Pharmacy study examines dangers of opioid use during pregnancy

Funded study to show impacts on mother, child of prescription opioid use

Media Contact: Patrick Luce, 401-874-4046 |

KINGSTON, R.I. — Feb. 26, 2021 — Prescription opioid use among pregnant women has increased in recent years, putting both mother and unborn baby at risk. It is necessary to comprehensively evaluate the safety of opioids on both mother and infant, the subject of a funded study in the URI College of Pharmacy.
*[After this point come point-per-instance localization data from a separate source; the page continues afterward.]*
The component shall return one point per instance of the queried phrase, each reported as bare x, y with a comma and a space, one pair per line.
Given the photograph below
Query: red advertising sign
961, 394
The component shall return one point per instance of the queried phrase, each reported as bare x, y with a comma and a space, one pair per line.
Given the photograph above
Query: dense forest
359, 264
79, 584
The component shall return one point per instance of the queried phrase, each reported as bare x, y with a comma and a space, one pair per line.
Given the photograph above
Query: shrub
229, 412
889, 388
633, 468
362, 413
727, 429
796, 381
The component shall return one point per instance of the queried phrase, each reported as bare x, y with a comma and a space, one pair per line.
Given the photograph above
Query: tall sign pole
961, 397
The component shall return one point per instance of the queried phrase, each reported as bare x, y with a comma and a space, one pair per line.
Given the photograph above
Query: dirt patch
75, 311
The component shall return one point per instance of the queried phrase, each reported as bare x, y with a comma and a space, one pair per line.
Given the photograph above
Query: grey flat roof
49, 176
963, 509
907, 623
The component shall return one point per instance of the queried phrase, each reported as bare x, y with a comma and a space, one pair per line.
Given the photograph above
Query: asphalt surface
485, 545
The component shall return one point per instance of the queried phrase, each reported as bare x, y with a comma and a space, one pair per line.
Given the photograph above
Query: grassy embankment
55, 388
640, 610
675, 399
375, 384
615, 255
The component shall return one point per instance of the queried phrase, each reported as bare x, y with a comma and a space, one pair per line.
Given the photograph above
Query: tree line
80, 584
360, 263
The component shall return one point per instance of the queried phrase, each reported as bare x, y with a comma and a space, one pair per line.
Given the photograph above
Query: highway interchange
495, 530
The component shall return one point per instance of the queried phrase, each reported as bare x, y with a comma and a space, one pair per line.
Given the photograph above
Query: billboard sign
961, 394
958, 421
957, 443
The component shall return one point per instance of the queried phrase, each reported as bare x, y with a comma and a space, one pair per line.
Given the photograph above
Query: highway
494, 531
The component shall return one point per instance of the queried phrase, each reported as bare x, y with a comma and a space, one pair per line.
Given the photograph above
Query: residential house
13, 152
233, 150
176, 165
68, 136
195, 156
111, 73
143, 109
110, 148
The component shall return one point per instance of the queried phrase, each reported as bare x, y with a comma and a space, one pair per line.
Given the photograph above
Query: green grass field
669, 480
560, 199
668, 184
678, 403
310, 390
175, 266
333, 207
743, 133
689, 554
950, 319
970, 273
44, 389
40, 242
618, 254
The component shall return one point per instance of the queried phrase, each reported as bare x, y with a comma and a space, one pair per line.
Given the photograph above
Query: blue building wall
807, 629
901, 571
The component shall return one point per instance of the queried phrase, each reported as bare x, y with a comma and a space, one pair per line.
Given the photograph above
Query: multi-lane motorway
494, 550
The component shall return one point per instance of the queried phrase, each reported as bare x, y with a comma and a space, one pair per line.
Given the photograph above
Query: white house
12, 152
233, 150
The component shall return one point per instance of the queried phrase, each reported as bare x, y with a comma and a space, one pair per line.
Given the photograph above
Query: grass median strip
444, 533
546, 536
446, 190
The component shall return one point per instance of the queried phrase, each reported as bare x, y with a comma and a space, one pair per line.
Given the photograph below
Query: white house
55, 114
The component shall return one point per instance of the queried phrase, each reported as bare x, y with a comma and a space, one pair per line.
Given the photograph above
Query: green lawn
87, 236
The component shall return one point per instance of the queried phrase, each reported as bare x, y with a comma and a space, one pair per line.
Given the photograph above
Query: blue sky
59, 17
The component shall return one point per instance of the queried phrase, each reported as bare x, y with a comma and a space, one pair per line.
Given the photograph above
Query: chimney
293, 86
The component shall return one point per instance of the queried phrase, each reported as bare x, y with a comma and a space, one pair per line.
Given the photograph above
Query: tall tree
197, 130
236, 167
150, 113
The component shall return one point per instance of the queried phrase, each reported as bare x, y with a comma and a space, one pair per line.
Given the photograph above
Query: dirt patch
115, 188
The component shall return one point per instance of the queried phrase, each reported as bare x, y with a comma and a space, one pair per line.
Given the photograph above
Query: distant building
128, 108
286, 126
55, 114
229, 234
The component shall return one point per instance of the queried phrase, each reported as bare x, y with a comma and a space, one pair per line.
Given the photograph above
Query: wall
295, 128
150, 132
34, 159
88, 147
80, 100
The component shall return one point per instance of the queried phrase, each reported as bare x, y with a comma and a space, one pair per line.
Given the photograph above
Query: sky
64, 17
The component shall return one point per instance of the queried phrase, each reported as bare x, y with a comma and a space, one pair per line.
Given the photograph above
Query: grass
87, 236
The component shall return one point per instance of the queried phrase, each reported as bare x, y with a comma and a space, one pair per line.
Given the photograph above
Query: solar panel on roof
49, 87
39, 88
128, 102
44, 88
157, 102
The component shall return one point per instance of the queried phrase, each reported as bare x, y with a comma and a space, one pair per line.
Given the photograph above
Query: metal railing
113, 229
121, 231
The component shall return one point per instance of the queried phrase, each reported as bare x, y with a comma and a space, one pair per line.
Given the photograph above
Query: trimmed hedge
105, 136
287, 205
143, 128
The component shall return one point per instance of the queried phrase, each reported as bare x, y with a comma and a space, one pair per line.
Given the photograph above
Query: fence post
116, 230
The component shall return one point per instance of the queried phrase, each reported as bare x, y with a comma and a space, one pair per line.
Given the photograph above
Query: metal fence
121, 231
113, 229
Assistant Professor of Pharmacy Practice Xuerong Wen aims to fill gaps in research on the effects of maternal opioid use on pregnancy complications and long-term developmental outcomes of children, and optimize medication assisted treatment for pregnant women with opioid use disorder. Her study has been funded by an initial grant of $435,000 from the National Institutes of Health, and a supplemental grant of $256,000 awarded in October.

Wen’s research is based on studies of linked mother-infant datasets, including nationwide health administrative data, RI Medicaid claims, RI vital statistics, and RI education records, to examine various short- and long-term outcomes. Initial results have shown that prescription opioid use is associated with increased risks of adverse pregnancy and obstetric complications, congenital malformations (in musculoskeletal system), or neurodevelopmental disorders (mental disorders and developmental delays in the unborn child).

Wen is now taking the initial study further, implementing advanced Bayesian Statistical Modeling to assess long-term neurodevelopmental outcomes in children. The study aims to show that maternal exposure to prescription opioids during pregnancy increases obstetric complications, increases birth defects in infants, and reduces long-term neurodevelopment and educational status in children. The study also aims to identify medication treatments that have less adverse outcomes for both mother and child.